Delphine Seyrig — Actriz insumisa y videasta feminista
La Filmoteca de Catalunya acoge durante el mes de septiembre un ciclo dedicado a la actriz y videasta Delphine Seyrig con motivo de la exposición Precursoras: feminismos, cámara en mano y archivo al hombro. Repasamos la polifacética trayectoria de una creadora fundamental que se transformó de icono de la modernidad a imagen recurrente del cine de vanguardia feminista.

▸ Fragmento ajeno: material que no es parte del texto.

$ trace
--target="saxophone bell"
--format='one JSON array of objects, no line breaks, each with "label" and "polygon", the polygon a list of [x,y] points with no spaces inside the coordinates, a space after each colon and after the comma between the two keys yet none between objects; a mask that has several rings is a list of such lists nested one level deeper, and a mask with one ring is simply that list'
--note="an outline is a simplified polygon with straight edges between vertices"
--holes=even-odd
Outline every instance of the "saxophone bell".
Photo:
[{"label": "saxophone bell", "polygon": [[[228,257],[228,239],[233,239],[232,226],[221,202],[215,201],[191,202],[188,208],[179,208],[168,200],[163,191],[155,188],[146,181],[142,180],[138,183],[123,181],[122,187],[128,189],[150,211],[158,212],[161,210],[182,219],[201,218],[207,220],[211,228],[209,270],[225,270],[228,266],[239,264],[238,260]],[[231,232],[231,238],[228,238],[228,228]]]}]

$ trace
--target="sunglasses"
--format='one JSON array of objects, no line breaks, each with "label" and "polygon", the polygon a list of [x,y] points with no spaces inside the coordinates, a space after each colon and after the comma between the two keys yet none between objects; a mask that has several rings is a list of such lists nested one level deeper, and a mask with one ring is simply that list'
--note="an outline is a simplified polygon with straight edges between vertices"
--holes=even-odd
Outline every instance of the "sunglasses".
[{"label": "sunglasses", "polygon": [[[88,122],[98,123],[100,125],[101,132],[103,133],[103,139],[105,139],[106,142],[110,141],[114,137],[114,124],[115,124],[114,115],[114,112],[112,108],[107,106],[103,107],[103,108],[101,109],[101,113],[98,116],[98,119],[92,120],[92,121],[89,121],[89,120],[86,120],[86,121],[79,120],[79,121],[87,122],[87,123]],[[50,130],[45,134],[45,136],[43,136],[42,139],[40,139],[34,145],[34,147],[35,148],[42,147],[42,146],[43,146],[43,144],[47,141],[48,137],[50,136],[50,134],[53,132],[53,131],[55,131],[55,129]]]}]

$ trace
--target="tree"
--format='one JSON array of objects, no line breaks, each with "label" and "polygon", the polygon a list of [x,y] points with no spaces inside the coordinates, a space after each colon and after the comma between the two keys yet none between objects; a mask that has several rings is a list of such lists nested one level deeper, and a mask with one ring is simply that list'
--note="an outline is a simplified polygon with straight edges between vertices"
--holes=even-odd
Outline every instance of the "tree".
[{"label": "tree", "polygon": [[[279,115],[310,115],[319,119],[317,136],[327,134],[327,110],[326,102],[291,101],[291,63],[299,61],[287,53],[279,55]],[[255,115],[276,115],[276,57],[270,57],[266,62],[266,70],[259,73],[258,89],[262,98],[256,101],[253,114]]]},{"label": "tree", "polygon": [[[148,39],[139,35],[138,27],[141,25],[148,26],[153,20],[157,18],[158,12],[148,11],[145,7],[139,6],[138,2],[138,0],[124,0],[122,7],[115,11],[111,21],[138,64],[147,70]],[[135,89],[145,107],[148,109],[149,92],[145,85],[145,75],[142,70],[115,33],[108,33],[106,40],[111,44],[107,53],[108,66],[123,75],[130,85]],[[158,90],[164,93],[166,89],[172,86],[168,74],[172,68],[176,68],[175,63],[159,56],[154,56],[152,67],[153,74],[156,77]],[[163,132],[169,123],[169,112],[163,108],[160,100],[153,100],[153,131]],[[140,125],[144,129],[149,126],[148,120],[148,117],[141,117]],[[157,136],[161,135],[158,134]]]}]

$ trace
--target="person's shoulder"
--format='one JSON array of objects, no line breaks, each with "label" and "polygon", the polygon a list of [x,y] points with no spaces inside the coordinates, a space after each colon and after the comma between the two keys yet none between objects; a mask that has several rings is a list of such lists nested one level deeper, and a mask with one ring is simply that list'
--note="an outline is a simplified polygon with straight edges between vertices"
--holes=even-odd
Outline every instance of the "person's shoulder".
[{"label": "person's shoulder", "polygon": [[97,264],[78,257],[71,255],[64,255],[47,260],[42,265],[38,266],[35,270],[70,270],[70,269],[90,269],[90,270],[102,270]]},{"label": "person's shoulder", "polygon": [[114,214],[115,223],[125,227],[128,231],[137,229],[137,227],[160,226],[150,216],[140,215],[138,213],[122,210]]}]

Cuando Delphine Seyrig (Beirut, 1932) falleció prematuramente en 1990, con sólo 58 años, apareció un artículo glosando su figura en la revista Cahiers du féminisme firmado por Syn Guérin, responsable entonces del Centre Audiovisuel Simone de Beauvoir. El artículo comentaba que, tras su fallecimiento, los medios habían rendido homenaje al “talento y belleza de la artista” dejando de lado su importante legado como “militante feminista que participó, con la cámara al hombro, en las manifestaciones de los años setenta”. Afortunadamente, la faceta de Seyrig como videasta y activista se ha visibilizado abundantemente en los últimos años, y esto ha permitido revisar también su fundamental legado como intérprete, llegando a la conclusión de que ambas facetas, la de actriz sofisticada y la de militante feminista, nunca fueron contrapuestas sino absolutamente complementarias. Su peculiar estilo actoral, sus arriesgadas elecciones como intérprete y sus obras en el seno del colectivo de vídeo feminista Les Insomouses constituyen expresiones distintas de un mismo compromiso político: el de una creadora polifacética interesada en reflexionar sobre el modo en que las mujeres habían sido representadas tradicionalmente en el audiovisual y en buscar, desde la práctica feminista, vías alternativas con las que representarse a sí misma y a sus iguales.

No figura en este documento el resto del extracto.